I looked at MiUnmapLockedPagesInUserSpace and it doesn’t appear to use
MDL->Process even though that might have been the logical thing.

Regards,

Rossetoecioccolato.

wrote in message news:xxxxx@ntdev…
> Hi,
>
> I need to use MmUnmapLockedPages on memory mapped to user mode in an
> EvtIoCanceledOnQueue routine. The memory is mapped when I receive an
> ioctl from an user mode program. My problem is, how do I ensure that
> this gets called in the same context that it was mapped in?

You’re using wrong approach to kernel-user shared memory.

The best method is to have an IOCTL of METHOD_OUT_DIRECT. The buffer will be locked and mapped to kernel mode space by the IO manager for you. Your driver should pend the IRP and set the cancel routine for it. This buffer will be locked and accessible by both user mode app the the driver. When you want to unmap it, complete the IRP. That’s it.

> I think you can handle these cases by checking PsGetCurrentProcess()

when you receive IRP_MJ_CLEANUP and if it doesn’t match what you
expect, using KeStackAttachProcess to attach to the right process
before unmapping the pages. <

I think that the general concept of keeping an open handle to the driver and
then unmapping the process pages in IRP_MJ_CLEANUP is a good one for the
case where the process returned by PsGetCurrentProcess() and the process
with the mapped pages are the same. You lost me with the part about calling
KeStackAttachProcess() for a foreign process from IRP_MJ_CLEANUP. In my
experience calling KeStackAttachProcess() on a process that is exiting can
hang the calling thread indefinitely.
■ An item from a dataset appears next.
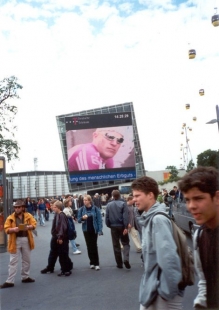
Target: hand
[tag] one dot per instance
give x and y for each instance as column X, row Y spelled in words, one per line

At a minimum the OP would need to
acquire rundown protection on the third party process before calling
KeStackAttachProcess(). A better approach would be for each process to
maintain an open handle to the driver and then manage its own locked pages
in IRP_MJ_CLEANUP.

We still don’t know why the OP needs to map the kernel pages into a user
process. Often there is a better solution without so many problems.

Regards,

Rossetoecioccolato.

IRP_MJ_CLEANUP approach will fail miserably if for some reason the handle gets duplicated to another (child) process. The original process may be terminated, but the FILE_OBJECT will still have a handle. Prepare for a BSOD.

Use a DIRECT IOCTL approach instead.